Хочешь, я расскажу тебе нашу жизнь? Это было давным-давно, когда ты еще дожидалась меня. В заснеженном городе, по которому шли отряды красноармейцев — с песней и с красным знаменем. Пушистые от изморози крейсеры салютовали пушечным громом. Почуявшие весну, вздыбливались кони бронзовых памятников. И, радуясь обновлению, счастливо смеялись женщины, не опуская ресниц. Глаза у женщин этого города — загадочны и красивы, как белые ночи.
Кончалась зима, но в комнате нашей стояла в вазах черемуха. И ты, победившая смерть, была не дочерью комиссара, а маленькой женщиной, что дождалась своей поры, юной женой, еще отводящей глаза при ласках.

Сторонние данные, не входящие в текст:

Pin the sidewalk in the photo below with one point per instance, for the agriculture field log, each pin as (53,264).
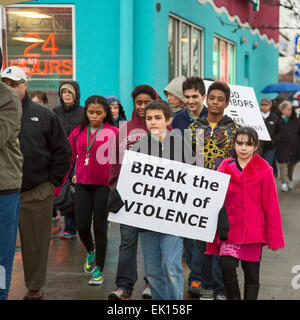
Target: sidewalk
(66,279)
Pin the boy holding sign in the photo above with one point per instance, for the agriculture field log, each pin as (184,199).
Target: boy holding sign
(212,136)
(162,252)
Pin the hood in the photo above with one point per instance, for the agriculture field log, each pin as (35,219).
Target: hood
(111,99)
(254,168)
(175,88)
(76,87)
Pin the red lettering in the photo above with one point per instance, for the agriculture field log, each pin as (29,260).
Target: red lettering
(54,65)
(46,64)
(52,48)
(68,67)
(26,51)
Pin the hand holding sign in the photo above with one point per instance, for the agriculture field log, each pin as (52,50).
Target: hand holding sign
(170,197)
(244,109)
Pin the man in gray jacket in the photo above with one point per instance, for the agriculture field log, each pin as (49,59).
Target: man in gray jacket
(11,161)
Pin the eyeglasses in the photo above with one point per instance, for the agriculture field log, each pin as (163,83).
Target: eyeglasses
(12,83)
(246,143)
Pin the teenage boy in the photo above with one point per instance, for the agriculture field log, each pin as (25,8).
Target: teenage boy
(216,132)
(129,134)
(162,252)
(193,89)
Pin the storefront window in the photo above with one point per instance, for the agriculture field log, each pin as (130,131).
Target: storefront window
(185,48)
(224,61)
(40,41)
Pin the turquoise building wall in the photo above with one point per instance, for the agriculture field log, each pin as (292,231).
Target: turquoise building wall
(123,43)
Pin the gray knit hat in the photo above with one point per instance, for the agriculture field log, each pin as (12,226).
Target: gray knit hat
(175,87)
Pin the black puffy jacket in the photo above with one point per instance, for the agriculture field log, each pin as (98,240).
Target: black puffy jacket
(44,145)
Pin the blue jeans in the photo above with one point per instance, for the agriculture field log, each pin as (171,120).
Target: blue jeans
(162,260)
(192,257)
(127,264)
(211,271)
(9,217)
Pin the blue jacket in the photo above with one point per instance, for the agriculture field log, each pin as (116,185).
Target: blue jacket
(183,120)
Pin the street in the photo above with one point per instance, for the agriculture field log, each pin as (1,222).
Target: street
(66,279)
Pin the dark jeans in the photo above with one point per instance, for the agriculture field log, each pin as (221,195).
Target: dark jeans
(251,277)
(127,264)
(192,256)
(211,271)
(90,203)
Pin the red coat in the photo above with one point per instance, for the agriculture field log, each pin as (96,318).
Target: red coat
(252,205)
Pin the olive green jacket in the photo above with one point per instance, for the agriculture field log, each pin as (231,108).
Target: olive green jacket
(11,159)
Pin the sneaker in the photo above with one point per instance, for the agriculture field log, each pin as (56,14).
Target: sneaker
(90,264)
(207,294)
(119,294)
(284,187)
(220,297)
(67,235)
(195,289)
(147,292)
(97,277)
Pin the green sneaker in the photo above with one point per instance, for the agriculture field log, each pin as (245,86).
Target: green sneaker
(97,277)
(89,264)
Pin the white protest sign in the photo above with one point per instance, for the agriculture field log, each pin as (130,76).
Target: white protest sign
(244,109)
(170,197)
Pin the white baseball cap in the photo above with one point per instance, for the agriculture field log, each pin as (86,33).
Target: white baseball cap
(14,73)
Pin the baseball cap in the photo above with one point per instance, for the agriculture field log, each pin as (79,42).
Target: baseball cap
(265,101)
(14,73)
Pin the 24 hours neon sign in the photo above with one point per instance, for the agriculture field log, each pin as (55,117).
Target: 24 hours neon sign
(45,62)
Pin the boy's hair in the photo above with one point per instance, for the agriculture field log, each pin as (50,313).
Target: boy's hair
(222,86)
(144,88)
(159,105)
(195,83)
(250,133)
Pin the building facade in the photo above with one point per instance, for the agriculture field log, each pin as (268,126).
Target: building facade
(111,46)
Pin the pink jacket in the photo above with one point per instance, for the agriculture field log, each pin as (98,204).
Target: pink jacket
(97,171)
(252,205)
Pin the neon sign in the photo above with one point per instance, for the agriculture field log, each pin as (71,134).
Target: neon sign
(41,58)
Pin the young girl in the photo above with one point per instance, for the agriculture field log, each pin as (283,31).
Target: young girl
(90,143)
(254,216)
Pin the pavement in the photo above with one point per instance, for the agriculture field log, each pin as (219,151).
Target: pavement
(66,279)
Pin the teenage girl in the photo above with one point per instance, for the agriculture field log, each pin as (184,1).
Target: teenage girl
(91,142)
(254,216)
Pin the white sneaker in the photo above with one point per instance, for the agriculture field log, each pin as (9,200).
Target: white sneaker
(284,187)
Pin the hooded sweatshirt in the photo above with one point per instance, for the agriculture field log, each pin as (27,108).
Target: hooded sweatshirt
(122,116)
(129,134)
(175,88)
(69,115)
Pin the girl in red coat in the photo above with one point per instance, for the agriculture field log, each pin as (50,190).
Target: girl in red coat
(254,216)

Ты сидела на ковре, поджав под себя ноги, и пела мне о девчонке, отогретой черемухой, о чайке, которая снова поднялась в небо, и об огнях кораблей, плывущих по звездной дороге вест-тень-зюйд. Положив голову в твои колени, я слушал мелодии, пришедшие с рассветным туманом. По задумчивости хватало нам только на два припева. Мы снова встречались взглядами, снова тянулись друг к другу, и на ковер отскакивали и там замирали, как павшие часовые, проявившие стойкость пуговицы… Мелодии переселялись в нас. Крейсеры салютовали снова и снова — двум жизням, сливающимся в одну.